A few days later as I was back home, snoozing on the sofa as I recovered from the jetlag, I got a message from Sarah (who annoyingly for her was on a train down to Cornwall at the time) telling me that another Siberian Accentor had been found at Easington near Spurn Point in Yorkshire - much more twitchable for the masses. Next day, estimates between 1,000-2,000 birders descended on Easington with queues round the block with the bird still present and showing to all comers but I decided rather riskily to wait until the weekend to go.
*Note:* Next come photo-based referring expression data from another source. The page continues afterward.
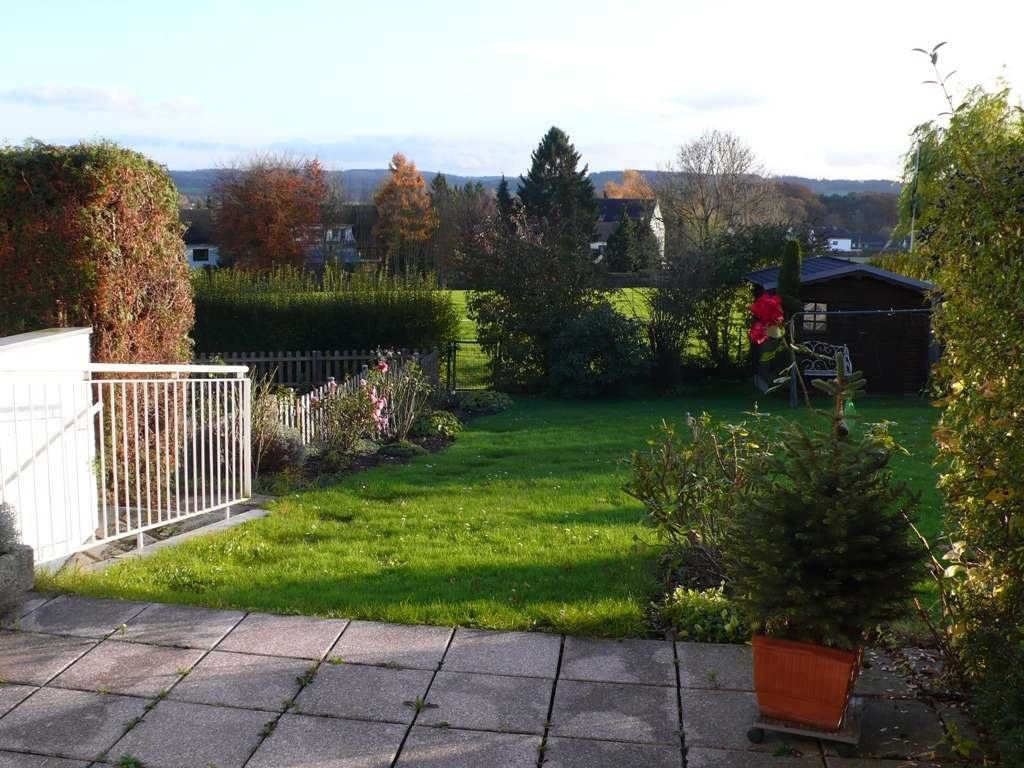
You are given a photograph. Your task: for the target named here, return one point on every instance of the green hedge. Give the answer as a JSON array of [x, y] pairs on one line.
[[239, 311]]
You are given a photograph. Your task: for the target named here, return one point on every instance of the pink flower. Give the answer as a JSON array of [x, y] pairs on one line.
[[759, 333], [768, 309]]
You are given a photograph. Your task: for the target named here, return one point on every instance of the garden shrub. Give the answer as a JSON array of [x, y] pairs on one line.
[[345, 418], [407, 395], [705, 616], [689, 489], [970, 206], [401, 450], [481, 401], [436, 424], [288, 309], [596, 353], [90, 236]]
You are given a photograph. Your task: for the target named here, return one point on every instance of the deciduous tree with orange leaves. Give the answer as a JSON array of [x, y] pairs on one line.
[[268, 212], [634, 186], [406, 218]]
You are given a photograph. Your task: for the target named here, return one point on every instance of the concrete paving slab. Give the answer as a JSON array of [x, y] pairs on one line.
[[11, 695], [716, 667], [176, 734], [300, 741], [580, 753], [833, 762], [615, 712], [400, 645], [493, 702], [68, 723], [522, 653], [720, 719], [243, 680], [20, 760], [649, 662], [81, 616], [300, 637], [130, 669], [899, 729], [33, 659], [881, 676], [727, 759], [11, 615], [449, 748], [180, 626], [365, 692]]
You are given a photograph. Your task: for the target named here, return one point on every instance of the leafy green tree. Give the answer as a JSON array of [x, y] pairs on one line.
[[788, 278], [969, 209]]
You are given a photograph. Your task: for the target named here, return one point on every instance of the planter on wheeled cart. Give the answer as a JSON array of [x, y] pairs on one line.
[[804, 683]]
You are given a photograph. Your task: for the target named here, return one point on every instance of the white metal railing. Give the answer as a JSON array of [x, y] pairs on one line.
[[108, 451]]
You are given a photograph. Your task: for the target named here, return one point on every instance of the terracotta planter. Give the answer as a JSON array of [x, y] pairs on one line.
[[804, 683]]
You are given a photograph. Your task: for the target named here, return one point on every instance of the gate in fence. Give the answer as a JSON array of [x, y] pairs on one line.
[[467, 366], [91, 453]]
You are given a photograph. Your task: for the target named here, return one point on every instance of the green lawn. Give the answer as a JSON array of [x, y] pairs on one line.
[[520, 524]]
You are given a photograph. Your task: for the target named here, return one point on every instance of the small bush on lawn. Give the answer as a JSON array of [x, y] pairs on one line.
[[481, 401], [596, 353], [436, 424], [406, 392], [689, 489], [705, 616], [289, 309], [401, 450], [344, 420]]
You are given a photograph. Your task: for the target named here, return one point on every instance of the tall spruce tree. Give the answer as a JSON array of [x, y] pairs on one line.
[[788, 278], [556, 189]]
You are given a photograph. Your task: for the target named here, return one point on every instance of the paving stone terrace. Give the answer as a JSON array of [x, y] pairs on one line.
[[86, 682]]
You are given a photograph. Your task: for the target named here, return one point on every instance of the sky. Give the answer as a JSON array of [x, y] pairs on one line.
[[819, 89]]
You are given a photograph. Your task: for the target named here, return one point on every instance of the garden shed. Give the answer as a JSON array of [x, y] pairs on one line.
[[883, 318]]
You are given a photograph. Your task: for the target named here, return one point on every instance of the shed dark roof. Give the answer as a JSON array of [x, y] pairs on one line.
[[199, 223], [822, 268], [610, 209]]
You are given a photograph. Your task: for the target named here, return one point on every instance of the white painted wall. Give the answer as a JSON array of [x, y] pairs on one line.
[[47, 445]]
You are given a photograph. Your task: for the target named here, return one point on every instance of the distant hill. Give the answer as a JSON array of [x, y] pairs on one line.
[[359, 184]]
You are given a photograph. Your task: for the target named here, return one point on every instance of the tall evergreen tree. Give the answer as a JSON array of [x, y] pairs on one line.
[[556, 189], [788, 278]]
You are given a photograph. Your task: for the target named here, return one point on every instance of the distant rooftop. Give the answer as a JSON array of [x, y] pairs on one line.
[[821, 268]]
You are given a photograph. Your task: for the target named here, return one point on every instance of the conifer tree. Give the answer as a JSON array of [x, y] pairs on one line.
[[788, 278], [556, 189]]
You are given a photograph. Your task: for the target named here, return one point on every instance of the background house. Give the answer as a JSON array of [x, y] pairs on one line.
[[893, 349], [609, 217], [200, 249]]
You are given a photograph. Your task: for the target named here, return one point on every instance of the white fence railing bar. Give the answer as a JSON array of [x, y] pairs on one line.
[[109, 451]]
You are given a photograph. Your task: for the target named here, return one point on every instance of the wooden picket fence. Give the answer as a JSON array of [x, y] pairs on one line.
[[300, 413], [305, 369]]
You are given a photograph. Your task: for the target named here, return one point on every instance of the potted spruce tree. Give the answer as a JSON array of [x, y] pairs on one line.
[[16, 573], [820, 552]]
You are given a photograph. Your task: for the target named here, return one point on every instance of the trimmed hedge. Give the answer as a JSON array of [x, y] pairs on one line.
[[90, 236], [291, 310]]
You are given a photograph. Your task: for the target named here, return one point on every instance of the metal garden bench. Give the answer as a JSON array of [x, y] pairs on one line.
[[824, 366]]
Saturday morning dawned and thankfully with the cat thrown out all night I got a good night's sleep to get over the remaining jetlag and with news that the accentor was still present, I set off, arriving shortly after 1.30pm. Annoyingly, about 10 minutes before I got there, the bird had flown from the garden it had been frequenting and into the adjacent gas compound where it was much harder to see. Thankfully with only 100 or so twitchers there and ample viewing space, the bird showed well on occasions but viewing and photography in particular were difficult being through wire fence.
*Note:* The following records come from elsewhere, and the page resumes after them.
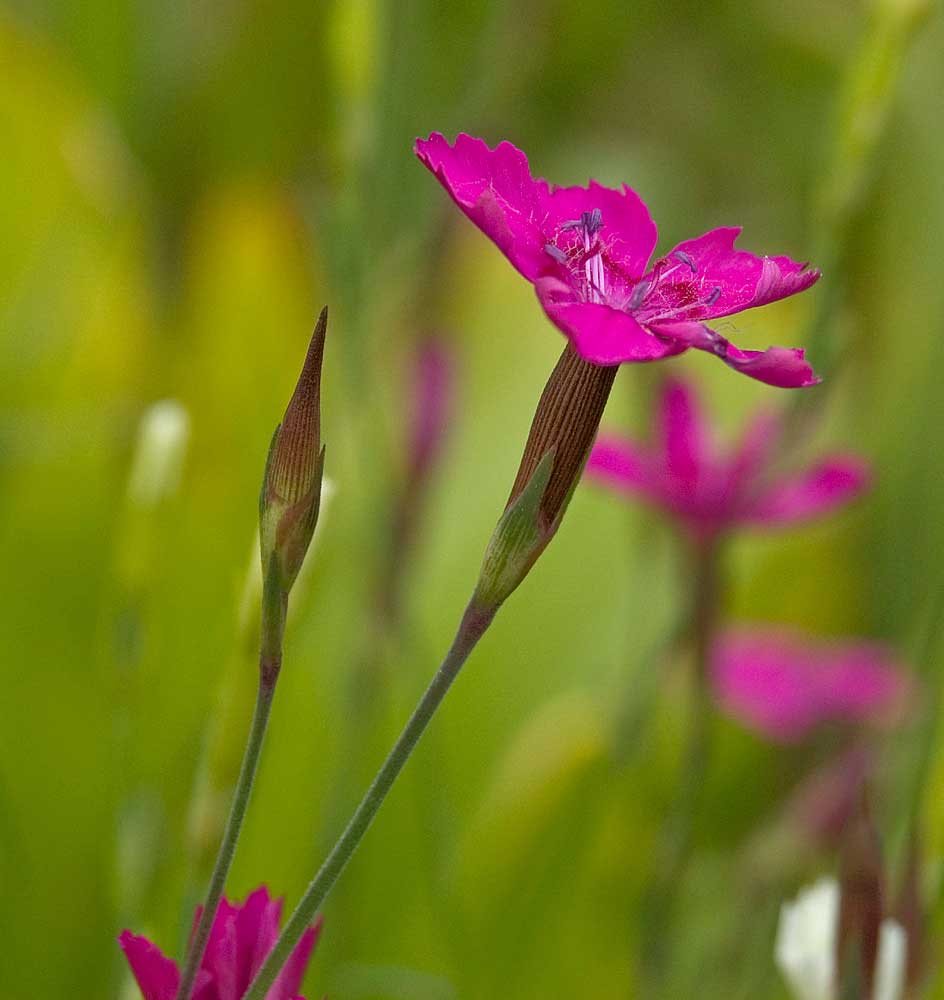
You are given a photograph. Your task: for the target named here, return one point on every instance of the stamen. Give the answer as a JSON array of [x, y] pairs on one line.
[[685, 259], [639, 293], [592, 221], [555, 251]]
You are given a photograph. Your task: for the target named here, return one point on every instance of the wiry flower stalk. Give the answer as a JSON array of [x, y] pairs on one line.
[[562, 433], [288, 511]]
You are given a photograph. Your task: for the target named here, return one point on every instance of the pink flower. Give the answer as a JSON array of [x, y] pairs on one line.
[[241, 938], [783, 685], [710, 492], [587, 252]]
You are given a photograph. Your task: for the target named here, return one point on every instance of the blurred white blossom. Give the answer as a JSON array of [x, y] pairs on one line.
[[163, 435], [805, 948]]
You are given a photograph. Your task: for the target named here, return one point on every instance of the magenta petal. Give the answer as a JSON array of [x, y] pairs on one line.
[[157, 975], [257, 929], [629, 233], [600, 334], [733, 280], [617, 463], [830, 484], [683, 432], [222, 958], [782, 685], [495, 189], [781, 277], [784, 367], [717, 271]]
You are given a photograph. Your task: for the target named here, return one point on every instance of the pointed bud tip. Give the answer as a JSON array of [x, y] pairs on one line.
[[297, 446]]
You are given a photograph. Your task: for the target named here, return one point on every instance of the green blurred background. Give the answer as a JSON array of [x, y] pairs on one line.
[[181, 188]]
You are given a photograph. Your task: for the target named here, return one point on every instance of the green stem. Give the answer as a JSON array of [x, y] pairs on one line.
[[270, 660], [678, 835], [473, 625]]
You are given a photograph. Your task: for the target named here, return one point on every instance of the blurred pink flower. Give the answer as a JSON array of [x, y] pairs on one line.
[[241, 938], [587, 252], [684, 474], [783, 685]]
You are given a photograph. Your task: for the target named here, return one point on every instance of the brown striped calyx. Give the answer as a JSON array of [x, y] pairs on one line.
[[567, 418], [562, 432], [291, 488]]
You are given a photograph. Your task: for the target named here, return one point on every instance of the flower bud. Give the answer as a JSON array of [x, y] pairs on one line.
[[291, 489], [562, 432]]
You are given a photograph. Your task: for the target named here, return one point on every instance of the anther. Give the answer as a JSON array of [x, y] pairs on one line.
[[686, 260], [639, 293], [592, 221], [555, 251]]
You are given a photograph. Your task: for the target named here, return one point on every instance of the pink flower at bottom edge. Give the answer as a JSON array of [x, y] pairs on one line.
[[782, 684], [587, 252], [240, 939]]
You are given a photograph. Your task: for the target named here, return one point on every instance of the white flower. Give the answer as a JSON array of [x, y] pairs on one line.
[[805, 948], [159, 456]]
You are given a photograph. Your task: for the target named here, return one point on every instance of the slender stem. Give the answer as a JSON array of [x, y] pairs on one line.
[[473, 625], [680, 824], [270, 659]]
With half an hour of decent light left, I decided to go back to have another look at the accentor which had now moved back to its favoured garden and with only half a dozen other birders there. Here the accentor showed much better, at first flitting around behind a large yellow skip before eventually feeding with a few Dunnocks 5m away, though the light was fading fast but with the ISO cranked up, photos were still possible, an incredible way to spend the end of the day.